BREAKER: “Kalau kedatangan Pak Awang ke Bawaslu dalam konteks hanya mengklarifikasi pernyataan beliau sebelumnya, dan tidak disertai bukti yang memadai, itu sama halnya menuntut atau memaksa Bawaslu mencari jarum di tumpukan jerami,”. Herdiansyah Hamzah (Pengamat Hukum dan Politik Unmul Samarinda)
SAMARINDA – Membuka tabir dugaan adanya praktik politik uang di Pilgub Kaltim layaknya sedang mencari jarum di tumpukan jerami. Begitulah tugas yang harus dilakukan Bawaslu Kaltim. Sebab pada pemeriksaan, Jumat (6/7) lalu, Gubernur tak satu lembar barang bukti pun yang Awang Faroek Ishak limpahkan saat memberikan keterangan kepada pengawas pemilu.

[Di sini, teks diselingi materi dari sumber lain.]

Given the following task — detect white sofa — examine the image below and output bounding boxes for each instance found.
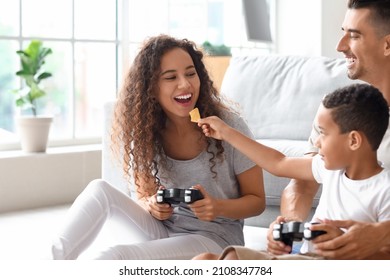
[102,55,353,249]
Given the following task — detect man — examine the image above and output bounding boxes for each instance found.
[274,0,390,259]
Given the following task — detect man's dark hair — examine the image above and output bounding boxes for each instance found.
[322,84,389,151]
[348,0,390,36]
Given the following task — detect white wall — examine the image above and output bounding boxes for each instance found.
[0,145,102,213]
[275,0,347,57]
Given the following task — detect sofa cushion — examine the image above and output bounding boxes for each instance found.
[221,55,353,140]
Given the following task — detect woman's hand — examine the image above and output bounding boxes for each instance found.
[145,187,173,221]
[188,185,219,221]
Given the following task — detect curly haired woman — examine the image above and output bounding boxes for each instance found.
[52,35,265,259]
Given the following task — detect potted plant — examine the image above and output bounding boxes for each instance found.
[14,40,53,152]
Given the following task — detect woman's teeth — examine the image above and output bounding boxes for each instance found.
[175,94,191,103]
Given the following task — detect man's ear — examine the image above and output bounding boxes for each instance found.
[348,130,363,151]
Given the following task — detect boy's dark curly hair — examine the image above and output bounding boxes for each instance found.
[111,35,228,195]
[322,84,389,151]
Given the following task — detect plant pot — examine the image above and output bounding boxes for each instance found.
[17,116,53,153]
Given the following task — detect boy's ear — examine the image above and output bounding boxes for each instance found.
[348,130,363,151]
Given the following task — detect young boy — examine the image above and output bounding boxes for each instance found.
[198,84,390,259]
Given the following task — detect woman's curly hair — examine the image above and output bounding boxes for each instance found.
[111,35,232,195]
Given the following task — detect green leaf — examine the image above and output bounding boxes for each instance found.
[37,72,52,83]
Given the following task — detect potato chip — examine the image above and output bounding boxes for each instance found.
[190,108,200,122]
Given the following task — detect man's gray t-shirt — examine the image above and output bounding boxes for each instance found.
[158,113,255,248]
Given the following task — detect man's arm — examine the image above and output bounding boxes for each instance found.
[315,220,390,260]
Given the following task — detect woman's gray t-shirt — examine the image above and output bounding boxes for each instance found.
[159,113,255,248]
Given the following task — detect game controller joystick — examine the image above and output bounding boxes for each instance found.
[272,221,303,247]
[157,188,203,204]
[303,223,326,240]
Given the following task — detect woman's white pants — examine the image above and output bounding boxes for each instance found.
[52,180,223,260]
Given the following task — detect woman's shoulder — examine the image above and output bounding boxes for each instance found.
[221,110,249,131]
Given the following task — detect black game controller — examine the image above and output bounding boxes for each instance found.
[157,188,203,204]
[303,223,326,240]
[272,221,326,247]
[272,222,303,247]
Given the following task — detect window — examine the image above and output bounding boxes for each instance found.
[0,0,272,150]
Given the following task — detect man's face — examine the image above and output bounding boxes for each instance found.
[337,8,386,85]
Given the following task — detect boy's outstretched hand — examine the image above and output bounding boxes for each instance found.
[198,116,228,140]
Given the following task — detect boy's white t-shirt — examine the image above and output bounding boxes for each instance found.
[301,155,390,253]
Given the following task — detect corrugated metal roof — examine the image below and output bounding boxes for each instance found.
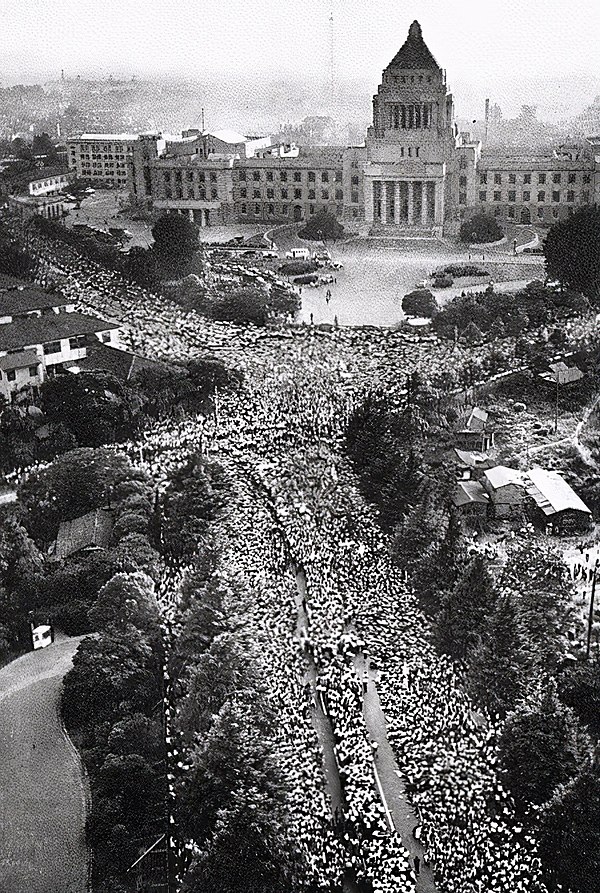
[54,509,112,558]
[483,465,523,490]
[452,481,490,506]
[0,350,42,372]
[525,468,591,515]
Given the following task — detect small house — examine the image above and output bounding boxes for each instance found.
[452,480,490,520]
[525,468,592,533]
[483,465,525,518]
[54,509,113,559]
[457,406,496,453]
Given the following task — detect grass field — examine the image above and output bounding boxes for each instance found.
[0,638,87,893]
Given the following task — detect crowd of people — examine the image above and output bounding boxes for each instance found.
[9,218,556,893]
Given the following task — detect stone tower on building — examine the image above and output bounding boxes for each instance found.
[364,22,458,232]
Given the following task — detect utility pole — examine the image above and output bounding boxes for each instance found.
[585,558,598,660]
[329,0,335,111]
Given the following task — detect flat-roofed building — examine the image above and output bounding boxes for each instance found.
[67,133,151,189]
[0,313,120,397]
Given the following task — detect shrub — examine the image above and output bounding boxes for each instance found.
[460,214,504,244]
[113,512,148,542]
[208,288,267,326]
[402,288,439,317]
[435,264,490,279]
[298,209,345,240]
[279,260,317,276]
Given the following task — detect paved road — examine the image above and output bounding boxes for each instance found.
[0,637,87,893]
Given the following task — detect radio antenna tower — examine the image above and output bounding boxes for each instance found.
[329,2,335,114]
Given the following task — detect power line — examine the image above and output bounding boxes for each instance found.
[329,2,335,112]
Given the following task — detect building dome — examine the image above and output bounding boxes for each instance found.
[388,20,439,71]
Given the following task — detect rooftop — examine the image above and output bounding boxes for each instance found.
[27,167,69,183]
[454,447,490,468]
[204,130,248,145]
[388,21,440,71]
[467,406,489,431]
[72,133,139,143]
[0,284,70,317]
[540,358,583,384]
[77,341,167,381]
[54,509,112,558]
[525,468,591,515]
[483,465,523,490]
[452,481,490,506]
[0,313,119,350]
[0,350,40,372]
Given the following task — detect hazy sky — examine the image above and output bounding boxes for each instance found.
[0,0,600,112]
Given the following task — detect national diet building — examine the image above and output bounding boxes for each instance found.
[123,22,600,238]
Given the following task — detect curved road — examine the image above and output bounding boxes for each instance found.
[0,637,88,893]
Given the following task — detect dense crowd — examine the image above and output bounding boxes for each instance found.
[10,218,544,893]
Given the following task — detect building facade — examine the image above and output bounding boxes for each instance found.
[0,282,120,399]
[67,133,144,189]
[130,22,600,235]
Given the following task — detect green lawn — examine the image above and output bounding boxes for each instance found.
[0,638,87,893]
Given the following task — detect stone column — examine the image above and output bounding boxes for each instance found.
[364,177,375,223]
[435,180,444,226]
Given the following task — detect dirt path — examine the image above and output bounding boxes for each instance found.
[0,638,88,893]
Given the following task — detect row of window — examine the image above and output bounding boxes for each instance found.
[237,170,342,183]
[388,102,433,130]
[163,170,217,186]
[240,186,344,201]
[383,73,431,84]
[479,171,592,186]
[478,189,590,204]
[240,202,344,217]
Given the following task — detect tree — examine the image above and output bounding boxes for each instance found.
[187,356,244,400]
[499,682,585,811]
[31,132,58,164]
[113,533,160,581]
[40,372,133,446]
[435,557,496,660]
[19,448,140,543]
[538,765,600,893]
[62,626,162,731]
[460,213,504,244]
[183,795,306,893]
[121,245,160,289]
[402,288,439,317]
[501,539,575,673]
[88,571,159,635]
[298,208,345,242]
[559,657,600,738]
[544,207,600,301]
[152,214,198,276]
[468,595,530,716]
[161,456,225,558]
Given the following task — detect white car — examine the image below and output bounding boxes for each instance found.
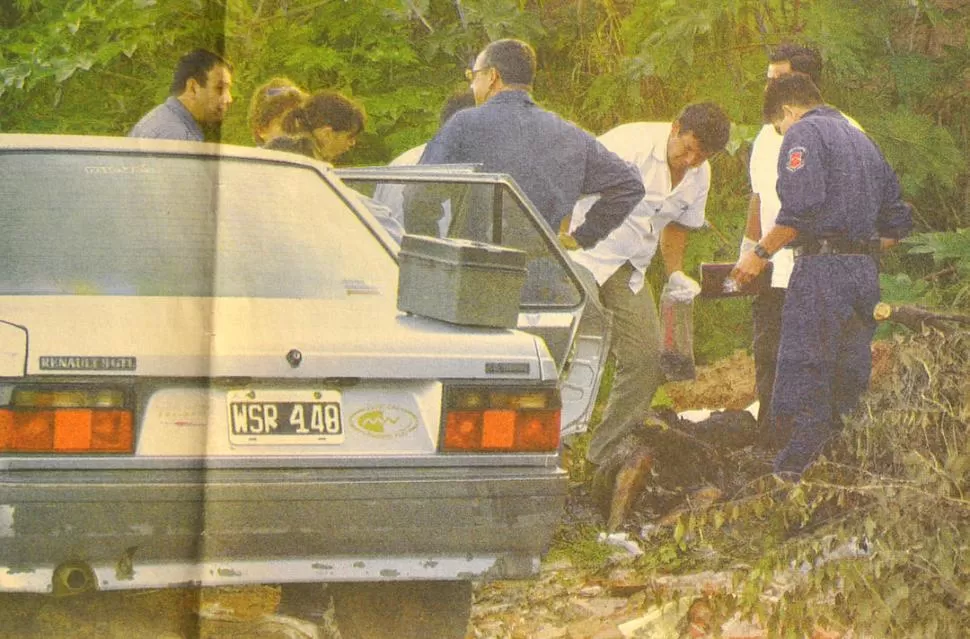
[0,135,608,639]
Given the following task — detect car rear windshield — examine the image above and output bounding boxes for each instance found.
[0,151,397,298]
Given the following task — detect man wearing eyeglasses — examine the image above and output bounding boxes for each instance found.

Pengamat Hukum dan Politik Universitas Mulawarman (Unmul) Samarinda, Herdiansyah Hamzah, menyayangkan ketiadaan alat bukti yang diserahkan Awang Faroek kepada Bawaslu. Karena tanpa itu, pengawas pemilu akan kesulitan membongkar dugaan pelanggaran pemilu yang telah gubernur sebutkan.
“Kalau kedatangan Pak Awang ke Bawaslu dalam konteks hanya mengklarifikasi pernyataan beliau sebelumnya, dan tidak disertai bukti yang memadai, itu sama halnya menuntut atau memaksa Bawaslu mencari jarum di tumpukan jerami,” kata dia kepada Metro Samarinda, Sabtu (7/7) kemarin.
Menurut dia, kalau sejak awal gubernur tidak memiliki atau enggan menyerahkan barang bukti kepada Bawaslu, maka sebaiknya informasi adanya dugaan kecurangan di Pemilihan Gubernur (Pilgub) Kaltim tidak perlu diungkapkan ke publik. Apalagi dalam forum resmi yang diadakan pemerintah.
“Seperti petunjuk adanya nomor seri uang yang berbeda disampaikan Pak Awang, sebagaimana dimaksud dalam pasal 178A UU Nomor 10 Tahun 2016, terkait politik uang, kemudian mengharapkan Bawaslu hanya mengandalkan keterangan Pak Awang, maka itu memaksa Bawaslu mencari jarum di tumpukan jerami,” tegasnya.
Kata dia, jika benar gubernur mendapati adanya dugaan pelanggaran pemilu, maka seharusnya gubernur menyertakan barang bukti saat menyampaikan klarifikasi kepada Bawaslu Kaltim. Dengan demikian, Bawaslu bisa menentukan langkah yang akan diambil selanjutnya.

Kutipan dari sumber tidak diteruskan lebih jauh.